Bereidingswijze
Rasp de citroenschil en pers het citroensap.
Meng in een keukenrobot met garde de maïzena, de tarwebloem, de suiker, het bakpoeder en het zout.
Voeg de geraspte citroenschil toe en meng.
Snijd de boter in brunoise (dobbelsteentjes) en meng dit onder het bloemmengsel tot u een kruimelig deeg bekomt.
Meng in een ander kommetje de eierdooier, het vanille-extract en het citroensap.
Voeg dit mengsel bij het kruimelig deeg.
Blijf kloppen tot uw koekjesdeeg goed gekneed is tot een samenhangend geheel.
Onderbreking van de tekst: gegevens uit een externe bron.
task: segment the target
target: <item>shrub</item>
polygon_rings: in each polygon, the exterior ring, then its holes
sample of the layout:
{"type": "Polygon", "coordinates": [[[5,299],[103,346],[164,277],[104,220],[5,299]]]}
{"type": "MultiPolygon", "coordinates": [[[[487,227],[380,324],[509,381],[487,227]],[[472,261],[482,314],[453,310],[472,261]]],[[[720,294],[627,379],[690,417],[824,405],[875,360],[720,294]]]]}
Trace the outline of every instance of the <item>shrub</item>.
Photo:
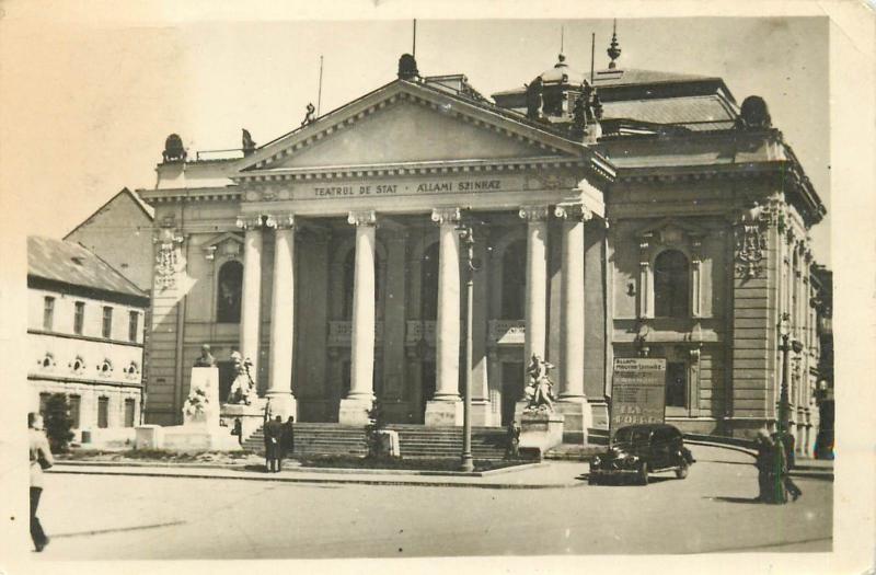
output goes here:
{"type": "Polygon", "coordinates": [[[46,401],[46,412],[43,423],[48,437],[48,445],[53,453],[66,452],[70,449],[73,438],[73,418],[70,417],[70,405],[67,395],[53,393],[46,401]]]}

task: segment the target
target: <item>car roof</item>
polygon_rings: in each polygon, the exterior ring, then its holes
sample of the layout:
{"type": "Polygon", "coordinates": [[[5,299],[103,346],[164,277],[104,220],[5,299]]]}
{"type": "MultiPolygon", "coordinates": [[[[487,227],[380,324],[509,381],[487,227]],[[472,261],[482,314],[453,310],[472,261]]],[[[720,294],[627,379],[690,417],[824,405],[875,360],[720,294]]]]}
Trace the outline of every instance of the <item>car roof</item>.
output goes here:
{"type": "Polygon", "coordinates": [[[676,427],[675,425],[669,425],[668,423],[637,423],[633,425],[625,425],[619,428],[618,432],[620,432],[621,429],[642,429],[648,432],[655,432],[657,429],[675,429],[676,432],[678,432],[678,427],[676,427]]]}

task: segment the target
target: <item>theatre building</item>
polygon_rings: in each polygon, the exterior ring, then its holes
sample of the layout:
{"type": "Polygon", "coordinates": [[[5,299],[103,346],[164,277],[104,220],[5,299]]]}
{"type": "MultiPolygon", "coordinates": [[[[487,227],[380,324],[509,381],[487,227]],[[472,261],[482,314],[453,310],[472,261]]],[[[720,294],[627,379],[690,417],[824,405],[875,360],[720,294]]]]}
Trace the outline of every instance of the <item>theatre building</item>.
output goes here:
{"type": "Polygon", "coordinates": [[[244,133],[234,158],[171,136],[139,191],[155,210],[148,419],[180,421],[208,343],[222,393],[239,349],[301,422],[358,425],[379,400],[394,423],[461,425],[471,313],[474,425],[515,416],[538,354],[566,432],[604,428],[613,358],[646,355],[667,360],[667,421],[746,436],[775,425],[789,313],[792,419],[814,434],[821,202],[761,99],[616,57],[591,80],[561,56],[486,97],[405,55],[269,143],[244,133]]]}

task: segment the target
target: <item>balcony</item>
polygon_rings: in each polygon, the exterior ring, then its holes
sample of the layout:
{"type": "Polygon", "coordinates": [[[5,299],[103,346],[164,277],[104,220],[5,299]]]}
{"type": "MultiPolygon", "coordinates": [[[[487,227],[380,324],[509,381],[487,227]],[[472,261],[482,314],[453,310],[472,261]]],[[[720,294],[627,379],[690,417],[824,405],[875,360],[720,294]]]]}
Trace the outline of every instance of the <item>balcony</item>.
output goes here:
{"type": "MultiPolygon", "coordinates": [[[[328,322],[328,346],[349,347],[353,342],[353,322],[328,322]]],[[[374,345],[383,343],[383,322],[374,322],[374,345]]]]}
{"type": "Polygon", "coordinates": [[[489,345],[523,345],[527,322],[523,320],[489,320],[489,345]]]}

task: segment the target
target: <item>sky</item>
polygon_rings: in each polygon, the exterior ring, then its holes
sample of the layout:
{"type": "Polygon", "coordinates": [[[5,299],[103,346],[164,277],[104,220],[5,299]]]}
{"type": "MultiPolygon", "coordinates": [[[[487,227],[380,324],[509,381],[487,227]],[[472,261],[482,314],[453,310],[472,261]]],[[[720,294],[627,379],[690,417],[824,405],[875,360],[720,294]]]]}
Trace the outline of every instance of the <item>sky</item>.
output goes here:
{"type": "MultiPolygon", "coordinates": [[[[7,26],[2,159],[24,231],[62,237],[127,186],[154,186],[165,137],[191,150],[237,148],[241,128],[265,143],[395,78],[412,21],[148,25],[28,22],[7,26]],[[9,84],[7,84],[9,85],[9,84]]],[[[464,73],[482,93],[522,85],[567,62],[608,64],[611,20],[417,21],[420,73],[464,73]]],[[[828,22],[796,19],[621,19],[621,67],[718,76],[737,102],[763,96],[830,212],[828,22]]],[[[10,197],[8,196],[8,199],[10,197]]],[[[812,230],[830,263],[830,216],[812,230]]]]}

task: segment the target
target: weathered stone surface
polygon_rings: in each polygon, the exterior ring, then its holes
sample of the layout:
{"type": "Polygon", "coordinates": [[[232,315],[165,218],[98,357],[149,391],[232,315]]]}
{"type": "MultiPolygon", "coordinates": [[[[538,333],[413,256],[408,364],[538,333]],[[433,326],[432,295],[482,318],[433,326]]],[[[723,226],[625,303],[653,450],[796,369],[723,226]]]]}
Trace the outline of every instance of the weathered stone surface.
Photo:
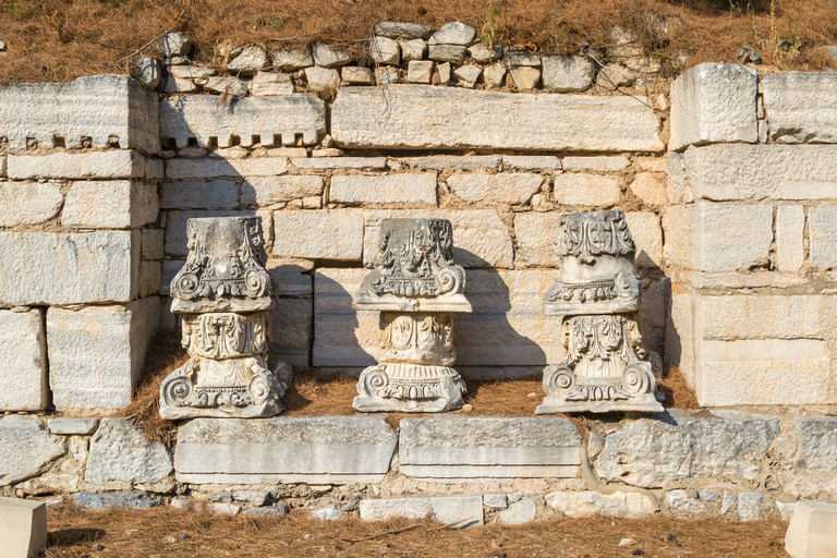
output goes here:
{"type": "Polygon", "coordinates": [[[0,306],[129,302],[138,254],[140,235],[130,231],[0,233],[0,306]]]}
{"type": "Polygon", "coordinates": [[[683,478],[755,481],[766,474],[762,457],[779,435],[779,418],[655,420],[629,423],[605,438],[596,472],[643,487],[683,478]]]}
{"type": "Polygon", "coordinates": [[[25,149],[31,137],[46,148],[60,138],[70,149],[81,148],[82,137],[95,147],[108,147],[116,138],[122,149],[157,154],[157,96],[126,75],[3,85],[0,137],[8,137],[15,149],[25,149]]]}
{"type": "Polygon", "coordinates": [[[544,87],[557,93],[581,93],[593,85],[595,68],[586,57],[544,57],[544,87]]]}
{"type": "Polygon", "coordinates": [[[566,418],[403,418],[399,463],[402,474],[436,482],[572,477],[580,446],[566,418]]]}
{"type": "Polygon", "coordinates": [[[482,525],[483,499],[480,496],[425,496],[361,500],[361,519],[364,521],[428,515],[446,525],[459,522],[453,525],[458,529],[482,525]]]}
{"type": "Polygon", "coordinates": [[[102,418],[90,439],[84,481],[159,483],[171,470],[171,457],[161,441],[149,440],[125,418],[102,418]]]}
{"type": "Polygon", "coordinates": [[[275,145],[295,145],[302,135],[313,145],[326,132],[323,101],[302,93],[276,98],[231,99],[219,109],[218,98],[208,95],[169,97],[160,101],[160,137],[185,147],[191,138],[205,147],[214,137],[221,147],[232,145],[232,136],[247,147],[258,141],[275,145]],[[255,136],[258,136],[256,138],[255,136]]]}
{"type": "Polygon", "coordinates": [[[402,85],[343,90],[332,107],[331,135],[345,147],[658,151],[657,125],[633,98],[402,85]]]}
{"type": "Polygon", "coordinates": [[[63,202],[57,182],[0,182],[0,227],[48,221],[58,215],[63,202]]]}
{"type": "Polygon", "coordinates": [[[0,411],[49,405],[44,312],[0,311],[0,411]]]}
{"type": "Polygon", "coordinates": [[[741,64],[704,62],[671,84],[671,140],[681,150],[706,143],[755,143],[755,70],[741,64]]]}
{"type": "Polygon", "coordinates": [[[0,418],[0,486],[43,473],[49,463],[64,453],[64,440],[47,433],[37,416],[0,418]]]}
{"type": "Polygon", "coordinates": [[[619,203],[619,179],[601,174],[562,173],[553,178],[557,204],[608,207],[619,203]]]}
{"type": "Polygon", "coordinates": [[[779,143],[837,143],[837,75],[788,72],[765,75],[764,113],[769,136],[779,143]]]}
{"type": "Polygon", "coordinates": [[[196,418],[179,428],[174,463],[184,483],[377,483],[395,448],[384,416],[196,418]]]}
{"type": "Polygon", "coordinates": [[[610,495],[583,492],[558,492],[546,495],[546,505],[568,518],[607,515],[611,518],[647,518],[652,513],[651,500],[636,493],[610,495]]]}
{"type": "Polygon", "coordinates": [[[146,159],[136,151],[110,150],[84,154],[10,155],[10,179],[158,179],[160,161],[146,159]]]}
{"type": "Polygon", "coordinates": [[[329,202],[338,204],[436,205],[436,173],[332,177],[329,202]]]}
{"type": "Polygon", "coordinates": [[[128,307],[50,307],[49,379],[56,409],[126,407],[159,319],[157,296],[128,307]]]}
{"type": "Polygon", "coordinates": [[[133,229],[157,220],[157,186],[135,180],[76,181],[61,225],[78,229],[133,229]]]}
{"type": "Polygon", "coordinates": [[[504,174],[453,174],[447,184],[465,202],[521,205],[527,204],[544,185],[541,174],[511,172],[504,174]]]}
Rol een worst van 25 cm lang en verpak in een plasticfolie.
Laat dit citroenkoekjesdeeg minstens 2 uur rusten in de koelkast.
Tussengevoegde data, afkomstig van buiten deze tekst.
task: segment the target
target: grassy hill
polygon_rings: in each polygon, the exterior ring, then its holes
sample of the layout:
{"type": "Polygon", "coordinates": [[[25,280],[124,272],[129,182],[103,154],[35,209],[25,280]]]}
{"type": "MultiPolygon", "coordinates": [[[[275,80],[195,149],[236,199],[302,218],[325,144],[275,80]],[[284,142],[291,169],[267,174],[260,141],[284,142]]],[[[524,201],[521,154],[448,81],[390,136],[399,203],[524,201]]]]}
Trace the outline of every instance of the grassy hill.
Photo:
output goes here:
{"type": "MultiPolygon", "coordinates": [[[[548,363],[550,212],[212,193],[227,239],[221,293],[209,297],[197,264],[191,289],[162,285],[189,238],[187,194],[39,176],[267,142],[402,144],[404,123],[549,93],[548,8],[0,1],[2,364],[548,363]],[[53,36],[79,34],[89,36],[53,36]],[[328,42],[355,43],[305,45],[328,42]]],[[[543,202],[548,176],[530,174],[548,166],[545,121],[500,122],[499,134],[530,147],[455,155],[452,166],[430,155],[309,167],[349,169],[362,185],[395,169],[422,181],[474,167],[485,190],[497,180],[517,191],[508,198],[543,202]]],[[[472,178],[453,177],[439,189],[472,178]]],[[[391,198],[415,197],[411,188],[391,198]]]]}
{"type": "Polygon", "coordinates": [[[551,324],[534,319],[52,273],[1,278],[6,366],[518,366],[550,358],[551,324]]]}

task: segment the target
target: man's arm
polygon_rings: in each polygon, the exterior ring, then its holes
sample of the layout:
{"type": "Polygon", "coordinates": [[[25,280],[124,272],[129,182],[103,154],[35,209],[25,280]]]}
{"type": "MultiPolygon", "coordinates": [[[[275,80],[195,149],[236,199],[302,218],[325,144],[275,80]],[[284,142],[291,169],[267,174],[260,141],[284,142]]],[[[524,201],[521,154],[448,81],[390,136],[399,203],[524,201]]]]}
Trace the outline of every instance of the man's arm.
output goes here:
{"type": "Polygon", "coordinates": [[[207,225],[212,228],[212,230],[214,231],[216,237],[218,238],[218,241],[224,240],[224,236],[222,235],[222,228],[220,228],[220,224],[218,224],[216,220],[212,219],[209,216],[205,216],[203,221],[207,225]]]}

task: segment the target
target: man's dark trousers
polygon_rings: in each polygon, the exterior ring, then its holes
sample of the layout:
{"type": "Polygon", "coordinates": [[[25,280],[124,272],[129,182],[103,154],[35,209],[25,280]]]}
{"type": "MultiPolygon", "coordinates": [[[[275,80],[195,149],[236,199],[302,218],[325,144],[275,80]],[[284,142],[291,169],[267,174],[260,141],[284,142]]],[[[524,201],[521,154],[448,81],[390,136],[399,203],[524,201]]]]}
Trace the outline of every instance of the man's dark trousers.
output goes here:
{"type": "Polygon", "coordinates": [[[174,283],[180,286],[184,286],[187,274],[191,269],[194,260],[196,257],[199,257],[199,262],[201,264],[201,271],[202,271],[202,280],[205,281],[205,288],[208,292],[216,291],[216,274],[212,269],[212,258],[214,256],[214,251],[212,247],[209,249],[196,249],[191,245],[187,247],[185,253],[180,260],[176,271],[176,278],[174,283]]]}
Voorverwarm de oven op 190°C.
Doe het koekjesdeeg uit de plasticfolie en snijd in schijfjes van 7mm dik.
Leg de schijfjes koekjesdeeg op een bakplaat bedekt met bakpapier.
Bak af in de oven tot de koekjes lichtjes bruin kleuren, gedurende een kwartier.
Laat de citroenkoekjes afkoelen op een rooster.